最初に、甲種危険物取扱者の基本的な内容をチェックしておきましょう。

1-1.甲種の特徴はすべての危険物が対象であること

危険物取扱者は、甲種のほかに乙種・丙種(へいしゅ)という資格種類があります。それぞれの資格で取り扱い・定期点検・保守の監督ができる危険物の種類が異なりますが、甲種はすべての危険物が対象です。また、甲種(乙種も)危険物取扱者が立ち会いをすれば、危険物取扱者の資格を持っていない人でも危険物の取り扱いと定期点検ができるとされています。まさに、危険物取扱者の中でも最上級の資格といえるでしょう。

1-2.主な仕事内容をチェック!

基本的に、甲種危険物取扱者は、すべての危険物における取り扱いと保守点検が仕事内容です。

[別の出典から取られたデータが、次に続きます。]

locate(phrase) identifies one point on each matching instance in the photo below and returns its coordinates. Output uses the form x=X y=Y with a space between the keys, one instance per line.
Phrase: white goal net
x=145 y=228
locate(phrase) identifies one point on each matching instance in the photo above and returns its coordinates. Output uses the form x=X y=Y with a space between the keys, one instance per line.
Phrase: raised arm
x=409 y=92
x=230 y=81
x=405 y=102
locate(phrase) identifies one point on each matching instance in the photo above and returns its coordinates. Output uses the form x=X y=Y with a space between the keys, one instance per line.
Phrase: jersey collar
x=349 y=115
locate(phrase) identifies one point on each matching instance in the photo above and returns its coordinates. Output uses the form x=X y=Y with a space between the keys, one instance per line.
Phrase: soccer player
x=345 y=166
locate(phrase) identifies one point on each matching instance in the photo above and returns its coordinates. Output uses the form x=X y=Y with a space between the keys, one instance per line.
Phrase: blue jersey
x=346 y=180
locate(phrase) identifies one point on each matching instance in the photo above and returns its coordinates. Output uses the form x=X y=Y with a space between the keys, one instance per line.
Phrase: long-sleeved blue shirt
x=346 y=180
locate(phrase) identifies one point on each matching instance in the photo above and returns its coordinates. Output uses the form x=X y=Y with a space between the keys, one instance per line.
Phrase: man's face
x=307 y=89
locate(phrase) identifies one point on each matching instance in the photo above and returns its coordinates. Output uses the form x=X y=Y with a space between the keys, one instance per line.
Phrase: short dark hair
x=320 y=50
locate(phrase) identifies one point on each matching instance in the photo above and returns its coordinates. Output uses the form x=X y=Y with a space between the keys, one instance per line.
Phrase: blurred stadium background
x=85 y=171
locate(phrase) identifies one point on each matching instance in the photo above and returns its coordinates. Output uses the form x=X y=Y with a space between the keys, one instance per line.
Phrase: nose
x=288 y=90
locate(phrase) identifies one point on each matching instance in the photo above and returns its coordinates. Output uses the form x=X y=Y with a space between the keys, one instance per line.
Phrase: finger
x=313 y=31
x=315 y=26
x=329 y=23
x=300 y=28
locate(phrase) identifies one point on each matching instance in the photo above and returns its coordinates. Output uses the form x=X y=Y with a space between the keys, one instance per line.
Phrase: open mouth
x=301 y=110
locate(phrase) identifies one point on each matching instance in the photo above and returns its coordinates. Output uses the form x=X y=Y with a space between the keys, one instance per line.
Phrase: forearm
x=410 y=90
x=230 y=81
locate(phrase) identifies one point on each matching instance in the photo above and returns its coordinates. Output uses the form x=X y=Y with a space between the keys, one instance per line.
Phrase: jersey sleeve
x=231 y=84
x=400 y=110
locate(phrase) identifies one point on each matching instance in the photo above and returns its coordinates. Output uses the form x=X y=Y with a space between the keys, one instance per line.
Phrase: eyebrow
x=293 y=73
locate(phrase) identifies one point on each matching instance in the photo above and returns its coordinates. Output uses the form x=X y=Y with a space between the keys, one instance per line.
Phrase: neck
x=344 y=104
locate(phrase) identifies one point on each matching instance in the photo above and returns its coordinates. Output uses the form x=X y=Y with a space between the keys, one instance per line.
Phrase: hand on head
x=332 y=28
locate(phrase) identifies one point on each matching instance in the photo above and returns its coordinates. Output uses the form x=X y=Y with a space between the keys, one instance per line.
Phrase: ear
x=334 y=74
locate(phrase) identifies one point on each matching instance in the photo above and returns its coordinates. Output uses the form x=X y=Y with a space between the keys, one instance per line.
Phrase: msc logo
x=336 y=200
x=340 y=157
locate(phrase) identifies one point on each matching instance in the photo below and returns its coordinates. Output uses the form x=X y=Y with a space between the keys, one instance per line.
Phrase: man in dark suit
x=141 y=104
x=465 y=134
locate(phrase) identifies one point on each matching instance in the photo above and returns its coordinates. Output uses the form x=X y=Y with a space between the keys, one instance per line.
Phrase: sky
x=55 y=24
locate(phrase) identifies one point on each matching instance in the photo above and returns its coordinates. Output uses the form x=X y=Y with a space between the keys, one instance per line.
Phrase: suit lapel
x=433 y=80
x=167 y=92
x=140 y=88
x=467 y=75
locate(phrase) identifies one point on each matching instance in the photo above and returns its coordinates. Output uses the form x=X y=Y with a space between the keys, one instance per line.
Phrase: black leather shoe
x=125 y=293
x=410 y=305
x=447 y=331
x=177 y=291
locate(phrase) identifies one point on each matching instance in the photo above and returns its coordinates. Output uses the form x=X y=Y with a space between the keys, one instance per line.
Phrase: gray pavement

取り扱いの仕事には、保安の監督も含まれています。監督する立場として、一定数量の危険物を取り扱う現場には必ず在籍しなければなりません。これは、危険物取扱者だけができる特別な仕事といえるでしょう。さらに、ガソリン・軽油など危険物を移送する場合も、危険物取扱者の同乗が義務づけられています。前述したとおり、甲種はすべての危険物が対象になるため、監督・管理者として現場をまとめる重要な役職を任せられるでしょう。

1-3.主な職場は危険物を扱う現場

ガソリンスタンド・危険物を運ぶ運送会社・工場など、危険物を取り扱う場所が甲種危険物取扱者の主な職場となります。ほかにも、ビルメンテナンス会社・医薬品や化学薬品を扱うメーカーなど、業種は非常に幅広いのが特徴です。乙種や丙種よりも幅広い職場で働くことができ、希望条件に当てはまる求人先が見つかりやすい傾向があります。

2.甲種危険物取扱者の資格を取得するメリット

では、甲種危険物取扱者の資格を取得すると、どのようなメリットがあるのでしょうか。

2-1.さまざまな薬品を扱う大きな工場で重宝される

甲種危険物取扱者は、6種ある危険物のすべてを取り扱うことができるので、さまざまな薬品を大量に扱う大きな工場や会社などで重宝されます。なぜなら、取り扱える危険物が限られている乙種や丙種よりも、甲種の資格取得者1人を採用するだけで十分だからです。できるだけ、人件費を抑えたい職場にとっては、のどから手が出るほど欲しがる人材といえるでしょう。また、危険物取扱者は国家資格なので、社会的地位が確立できる点も大きなメリットとなります。

2-2.求人が多く転職や就職に有利

甲種危険物取扱者を取得する大きなメリットには、求人が多いという点も含まれています。甲種の有資格者を求める求人が多いということは、転職や就職に有利な状況になるということです。「資格を取得しても職がない」という事態にはならないので安心できます。甲種はあらゆる職場に就くことができる上位資格ということもあり、幅広い求人から自分が希望する条件に合う職場が選択できるでしょう。

2-3.活かせる職場が多い

前述したとおり、甲種は危険物のすべてが取り扱いの対象になるため、危険物を取り扱っているあらゆる職場で資格を活かすことができます。自分が働きたい職場はもちろんのこと、スキルアップを目指すためにさまざまな現場で経験を積んでいる方もたくさんいるほどです。活かせる職場が多いからこそ、理想的な危険物取扱者を目指し突き進んでいくことができるでしょう。

2-4.給料面においてもメリットがある

甲種危険物取扱者は、給料面においても大きなメリットがあります。資格を取得することで、資格手当を支給している会社が多いのです。企業によって異なりますが、毎月数千円ぐらいの手当に加えて、ボーナスに反映されるケースも多いでしょう。企業が大きくなるほど給与面での待遇がよくなるため、キャリアアップしやすい資格ともいえます。

3.甲種危険物取扱者の資格を取得する方法

では、甲種危険物取扱者の資格を取得する方法について具体的に説明します。

3-1.受験資格

甲種危険物取扱者の受験資格は、以下の項目いずれかに当てはまる者だけとなります。

  • 大学等において化学に関する学科等を修めて卒業した者
  • 大学等において化学に関する授業科目を15単位以上修得した者
  • 乙種危険物取扱者免状を有し、危険物取扱の実務経験2年以上の者
  • 修士・博士の学位を有する者で、科学を専攻した者

受験資格詳細に関しては、資格試験を行っている一般財団法人消防試験研究センターのホームページをご覧ください。これらの受験資格を満たしているという証明書類を、申込書類と一緒に提出しなければ受験できません。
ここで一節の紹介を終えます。